How, or even if, Vulcan and BE-4 operations may be affected by the New Glenn failure remains unresolved.
A different pad, not the same one rebuilt
Rather than restore Launch Complex 36 to its prior configuration, Blue Origin is moving to what it calls a horizontal-vertical hybrid concept of operations. The company said it had already been developing this approach for the larger 9×4 version of New Glenn. Under the new process, the first and second stages are mated horizontally inside the integration facility next to the pad, then transported to the base of the pad itself.

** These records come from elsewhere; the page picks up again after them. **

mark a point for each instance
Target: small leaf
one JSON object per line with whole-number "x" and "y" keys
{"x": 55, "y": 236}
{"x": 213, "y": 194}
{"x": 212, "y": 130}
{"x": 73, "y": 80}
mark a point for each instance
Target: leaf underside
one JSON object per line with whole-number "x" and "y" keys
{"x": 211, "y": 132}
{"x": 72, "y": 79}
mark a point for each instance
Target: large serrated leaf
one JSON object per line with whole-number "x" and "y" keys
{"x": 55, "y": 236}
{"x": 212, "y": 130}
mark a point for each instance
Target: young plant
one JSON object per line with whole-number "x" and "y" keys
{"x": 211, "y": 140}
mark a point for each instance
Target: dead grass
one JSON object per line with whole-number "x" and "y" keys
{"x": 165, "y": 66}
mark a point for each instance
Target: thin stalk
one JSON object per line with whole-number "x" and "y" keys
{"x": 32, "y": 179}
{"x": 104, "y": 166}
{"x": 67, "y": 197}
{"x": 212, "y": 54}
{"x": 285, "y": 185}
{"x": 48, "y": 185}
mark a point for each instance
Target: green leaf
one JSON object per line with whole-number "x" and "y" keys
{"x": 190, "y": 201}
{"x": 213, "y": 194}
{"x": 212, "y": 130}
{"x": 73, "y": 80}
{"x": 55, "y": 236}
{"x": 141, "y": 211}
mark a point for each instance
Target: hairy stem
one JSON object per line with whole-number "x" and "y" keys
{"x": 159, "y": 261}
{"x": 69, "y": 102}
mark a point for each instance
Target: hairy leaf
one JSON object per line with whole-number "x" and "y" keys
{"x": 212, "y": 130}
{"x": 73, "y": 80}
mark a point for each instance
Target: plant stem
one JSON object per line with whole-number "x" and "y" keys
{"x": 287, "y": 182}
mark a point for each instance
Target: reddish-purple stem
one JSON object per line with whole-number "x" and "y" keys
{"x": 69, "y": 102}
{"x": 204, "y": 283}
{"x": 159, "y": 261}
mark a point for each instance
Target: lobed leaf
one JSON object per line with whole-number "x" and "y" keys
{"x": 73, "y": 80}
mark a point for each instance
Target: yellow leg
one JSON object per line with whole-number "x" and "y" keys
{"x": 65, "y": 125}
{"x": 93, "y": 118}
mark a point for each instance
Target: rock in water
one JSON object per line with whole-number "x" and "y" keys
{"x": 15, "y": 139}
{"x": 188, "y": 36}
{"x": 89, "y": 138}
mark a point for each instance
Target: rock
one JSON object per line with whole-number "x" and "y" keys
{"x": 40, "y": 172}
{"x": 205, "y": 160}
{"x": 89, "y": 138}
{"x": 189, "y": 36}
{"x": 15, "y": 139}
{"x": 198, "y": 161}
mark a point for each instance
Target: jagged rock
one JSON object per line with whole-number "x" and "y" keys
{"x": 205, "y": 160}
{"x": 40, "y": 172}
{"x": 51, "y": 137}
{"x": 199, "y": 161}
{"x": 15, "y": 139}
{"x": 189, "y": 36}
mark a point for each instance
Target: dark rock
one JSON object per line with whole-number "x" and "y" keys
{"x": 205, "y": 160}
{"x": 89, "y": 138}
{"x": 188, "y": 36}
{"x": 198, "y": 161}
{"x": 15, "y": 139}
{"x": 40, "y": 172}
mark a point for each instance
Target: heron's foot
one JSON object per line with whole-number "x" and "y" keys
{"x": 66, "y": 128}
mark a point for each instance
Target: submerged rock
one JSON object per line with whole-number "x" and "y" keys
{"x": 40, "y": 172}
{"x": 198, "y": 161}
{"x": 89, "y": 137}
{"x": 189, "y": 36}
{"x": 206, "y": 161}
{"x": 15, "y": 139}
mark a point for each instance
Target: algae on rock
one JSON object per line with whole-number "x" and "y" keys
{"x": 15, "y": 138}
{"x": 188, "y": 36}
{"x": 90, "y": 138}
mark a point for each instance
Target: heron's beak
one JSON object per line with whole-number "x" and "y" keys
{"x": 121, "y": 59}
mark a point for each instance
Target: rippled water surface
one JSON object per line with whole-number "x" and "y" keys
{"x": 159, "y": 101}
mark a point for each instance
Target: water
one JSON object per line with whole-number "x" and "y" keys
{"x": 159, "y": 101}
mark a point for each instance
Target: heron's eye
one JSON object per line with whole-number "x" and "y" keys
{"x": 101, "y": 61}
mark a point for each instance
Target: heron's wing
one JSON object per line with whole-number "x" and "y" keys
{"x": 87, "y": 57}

A crane then hoists the rocket into a vertical orientation and lowers it onto a refurbished launch table, where it mates to the hold-down ring. Blue Origin described this as the reverse of the operation already used to offload the booster from its recovery ship. The payload is lifted separately and placed atop the vehicle, after which the crane clears the pad ahead of a launch attempt.
A crane then hoists the rocket into a vertical orientation and lowers it onto a refurbished launch table, where it mates to the hold-down ring. Blue Origin described this as the reverse of the operation already used to offload the booster from its recovery ship. The payload is lifted separately and placed atop the vehicle, after which the crane clears the pad ahead of a launch attempt.
What survived, and what it means for the schedule
Blue Origin said the damage was less severe than first feared. The tank farm, the integration facility, the vehicle access tower and the water tower came through in good shape. The twice-flown and twice-landed Never Tell Me the Odds GS-1 first stage and three second stages that were housed in the integration facility also survived and have been relocated back to Blue’s factory across from Kennedy Space Center Visitors Center. The company said hardware recovery and debris removal are complete and that reconstruction of the pad at LC-36 has begun.
The stakes reach well beyond a single pad. Launch Complex 36 is currently Blue Origin’s only pad capable of supporting New Glenn, and the rocket is central to NASA’s plans for its Blue Moon landers. NASA Administrator Jared Isaacman said Blue Origin was very committed to resuming launches by the end of 2026 and described the recovery progress as almost beyond impressive. He also said the agency is decoupling the lander from the launch vehicle, exploring whether the first Blue Moon Mark 1 cargo lander could fly on a rocket other than New Glenn.
For now, the return-to-flight plan and the investigation are running in parallel. Blue Origin has committed to a timeline prior to finalizing the root cause(s) of New Glenn’s failure. While that report may never be released to the public, it is of great interest to the US Space Force as well as Blue Origin’s commercial customers. The company said it will provide updates as it learns more.